I deliberately haven't told Mark and Eric about the Blue Lagoon, so they're curious when I pull into a parking lot 40 minutes outside ReykjavIk on our way to the airport. They glance nervously at the geothermal power plant nearby. But their jaws drop as we approach the lagoon itself, glowing sky-blue even on this overcast day.
The Blue Lagoon is Iceland's most famous geothermal spa, a vast man-made oasis of 100-degree water supplied by the thermal power station next door. Today, shrouded in mist that obscures the edges of the 465-square-foot pool, it's especially surreal. We float on our backs in the milky blue water, feeling as if we're suspended in the clouds.

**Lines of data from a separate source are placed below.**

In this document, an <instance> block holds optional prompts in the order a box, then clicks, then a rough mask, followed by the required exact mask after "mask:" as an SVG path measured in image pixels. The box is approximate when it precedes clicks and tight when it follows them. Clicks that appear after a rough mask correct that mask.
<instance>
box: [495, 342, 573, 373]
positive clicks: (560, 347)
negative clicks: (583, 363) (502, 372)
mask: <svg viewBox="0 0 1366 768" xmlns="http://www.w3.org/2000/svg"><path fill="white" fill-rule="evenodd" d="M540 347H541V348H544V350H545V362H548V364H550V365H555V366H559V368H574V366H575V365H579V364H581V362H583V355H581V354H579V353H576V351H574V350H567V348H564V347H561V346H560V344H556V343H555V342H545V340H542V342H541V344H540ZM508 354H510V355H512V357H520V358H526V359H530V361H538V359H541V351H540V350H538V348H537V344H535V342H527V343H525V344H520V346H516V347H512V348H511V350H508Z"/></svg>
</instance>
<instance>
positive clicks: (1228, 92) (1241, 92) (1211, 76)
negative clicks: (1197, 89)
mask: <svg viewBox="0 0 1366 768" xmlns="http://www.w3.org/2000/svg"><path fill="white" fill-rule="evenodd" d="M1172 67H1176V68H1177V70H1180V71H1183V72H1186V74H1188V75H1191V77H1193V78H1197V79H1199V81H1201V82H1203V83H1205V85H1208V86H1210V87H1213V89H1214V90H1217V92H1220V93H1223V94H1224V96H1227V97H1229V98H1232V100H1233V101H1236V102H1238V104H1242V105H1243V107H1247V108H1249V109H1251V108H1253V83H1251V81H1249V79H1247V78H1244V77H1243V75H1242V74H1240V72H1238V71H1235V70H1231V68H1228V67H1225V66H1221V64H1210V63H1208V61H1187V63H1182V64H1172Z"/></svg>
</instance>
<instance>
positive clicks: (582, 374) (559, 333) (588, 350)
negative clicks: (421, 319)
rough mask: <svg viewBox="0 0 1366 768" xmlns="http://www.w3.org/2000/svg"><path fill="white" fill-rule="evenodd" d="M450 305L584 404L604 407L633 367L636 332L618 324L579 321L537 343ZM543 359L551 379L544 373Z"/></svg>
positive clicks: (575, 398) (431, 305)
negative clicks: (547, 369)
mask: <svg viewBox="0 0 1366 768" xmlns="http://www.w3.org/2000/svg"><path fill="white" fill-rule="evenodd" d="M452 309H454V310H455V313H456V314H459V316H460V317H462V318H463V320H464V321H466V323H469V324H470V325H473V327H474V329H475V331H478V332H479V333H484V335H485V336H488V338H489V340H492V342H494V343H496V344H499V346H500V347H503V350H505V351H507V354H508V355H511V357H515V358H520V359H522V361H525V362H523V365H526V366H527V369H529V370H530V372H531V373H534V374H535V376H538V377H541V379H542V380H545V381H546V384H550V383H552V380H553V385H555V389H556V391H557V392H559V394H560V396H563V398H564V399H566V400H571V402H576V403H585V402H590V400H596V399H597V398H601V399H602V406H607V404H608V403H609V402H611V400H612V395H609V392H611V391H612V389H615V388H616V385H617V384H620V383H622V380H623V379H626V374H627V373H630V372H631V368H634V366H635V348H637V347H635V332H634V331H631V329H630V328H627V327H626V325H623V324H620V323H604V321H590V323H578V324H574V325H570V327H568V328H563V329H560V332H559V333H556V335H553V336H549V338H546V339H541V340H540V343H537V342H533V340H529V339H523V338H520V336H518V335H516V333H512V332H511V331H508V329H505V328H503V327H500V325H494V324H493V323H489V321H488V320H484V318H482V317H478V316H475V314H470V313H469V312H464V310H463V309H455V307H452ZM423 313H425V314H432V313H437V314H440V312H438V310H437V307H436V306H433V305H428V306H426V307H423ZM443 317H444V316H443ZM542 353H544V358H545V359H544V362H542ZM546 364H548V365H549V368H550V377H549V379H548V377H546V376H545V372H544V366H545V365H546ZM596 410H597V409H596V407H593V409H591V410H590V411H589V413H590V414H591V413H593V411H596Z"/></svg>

Our skin is still tingling as we board our flight to New York. The final tally?Just $2,369, 31 rolls of film, 47 cups of coffee, nine hours of sleep.
How do you say "cheap" in Icelandic?
Of the numerous packages offered by Icelandair Holidays (800/779-2899; www.icelandair.com) to Iceland, the Adventure Package is the standard, with rates starting at $599 per person, double, depending on the hotel. The price includes round-trip airfare from New York, Boston, Baltimore, Orlando, or Minneapolis; airport transfers; and two nights in Reykjavik, with breakfast. The best choices are the Hotel Borg, ReykjavIk's grandest, or the Radisson SAS Saga Hotel.
With daylight lasting long into the night, June to August is the best time to go, but also the most expensive. To cut costs, consider May and September, when it's still pleasantly mild. Unless you're seriously sensitive to sunlight, there's little reason to visit in winter--you'd mostly be sightseeing in the dark. On top of the standard package, we added a rental car (from $50 per day), as well as a day trip to Akureyri (from $174 per person, including the flight from Reykjavik and rental car).